One of the things that many people fear is inflation. Inflation makes our wealth less valuable compared to the previous year.
Many people try to preserve their wealth through investment. However, investment comes with different risks. For example, deposits have the lowest risk.
A deposit is an investment instrument where you put your money in a bank for a certain period and get interest. However, during that period, you cannot withdraw your money until the agreed period ends.
Nevertheless, investing in deposits can also have high risks. This can happen if you put your money in an uncredible institution.

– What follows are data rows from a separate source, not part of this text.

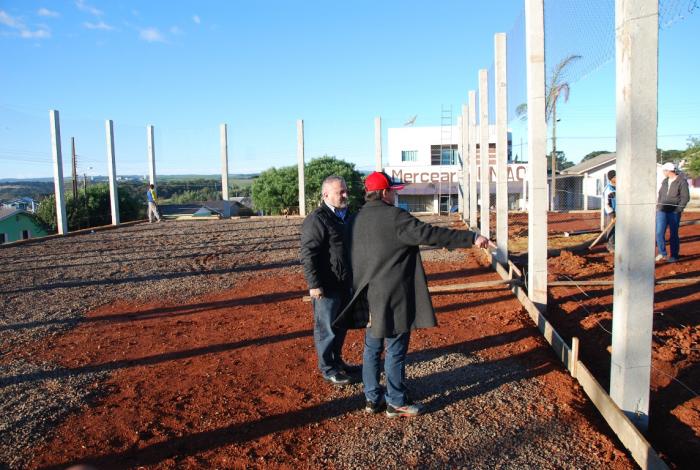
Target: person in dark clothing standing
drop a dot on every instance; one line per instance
(673, 197)
(325, 256)
(391, 293)
(610, 198)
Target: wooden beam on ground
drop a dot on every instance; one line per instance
(640, 449)
(610, 282)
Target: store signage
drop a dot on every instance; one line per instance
(516, 172)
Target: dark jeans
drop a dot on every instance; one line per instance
(611, 235)
(327, 339)
(394, 368)
(671, 220)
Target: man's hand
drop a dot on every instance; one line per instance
(482, 242)
(316, 293)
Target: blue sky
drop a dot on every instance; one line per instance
(186, 67)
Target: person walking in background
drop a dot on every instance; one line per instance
(609, 197)
(152, 204)
(673, 197)
(391, 293)
(325, 256)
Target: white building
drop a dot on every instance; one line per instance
(429, 161)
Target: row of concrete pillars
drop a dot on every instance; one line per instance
(636, 90)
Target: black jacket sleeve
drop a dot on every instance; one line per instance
(684, 194)
(412, 231)
(312, 236)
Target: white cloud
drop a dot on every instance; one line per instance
(47, 12)
(43, 32)
(8, 20)
(82, 6)
(101, 25)
(151, 35)
(38, 34)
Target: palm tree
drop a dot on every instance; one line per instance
(555, 89)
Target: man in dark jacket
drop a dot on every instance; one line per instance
(391, 290)
(325, 256)
(673, 197)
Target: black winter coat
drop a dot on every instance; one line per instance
(325, 251)
(388, 276)
(673, 197)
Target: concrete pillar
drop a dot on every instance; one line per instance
(484, 152)
(112, 170)
(378, 143)
(223, 142)
(636, 72)
(501, 97)
(460, 149)
(537, 152)
(472, 160)
(151, 156)
(465, 163)
(300, 165)
(61, 218)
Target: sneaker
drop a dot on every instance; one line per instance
(350, 368)
(406, 411)
(339, 379)
(375, 407)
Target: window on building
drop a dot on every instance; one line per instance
(409, 155)
(444, 155)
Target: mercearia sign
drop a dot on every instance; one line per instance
(516, 172)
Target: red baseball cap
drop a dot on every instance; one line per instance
(377, 181)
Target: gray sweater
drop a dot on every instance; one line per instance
(673, 197)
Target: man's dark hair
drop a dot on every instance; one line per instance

Recently, Indonesia was shocked by Indosurya Cooperative, which raised funds of hundreds of trillions of rupiahs. Some people would believe it because many people have put their money there. However, as investors, we must be very critical in making decisions.
Frauds
Investing in deposits has drawbacks compared to investing elsewhere. One of them is the low interest rate on savings.
Therefore, many new institutions are trying to take advantage of this area. For example, by offering high deposit interest rates.
What you need to understand before buying an investment product from an institution is how good the place is where you buy the investment product. You certainly wouldn't entrust your money to a garbage dump.
One of the easiest indicators to determine the credibility of an institution is how they spend the profits from their business. For example, if most of the business profits are used for extravagance, even to buy a private jet, then you should be careful.
We know that business competition is very tight, so good institutions usually manage their finances as best as possible and avoid excessive spending. Using simpler facilities actually increases the percentage of an institution's success because it has lower liabilities.
Not Fit to Logic
We know that to avoid pitfalls, we need to be critical. One of them is to know how institutions offering deposits work.
Usually, deposits raise funds from the public. Then the money is managed or loaned to others.
An institution takes advantage of the difference between the deposit interest rate offered to the public and the loan interest rate offered to businesses. That's how the average deposit works.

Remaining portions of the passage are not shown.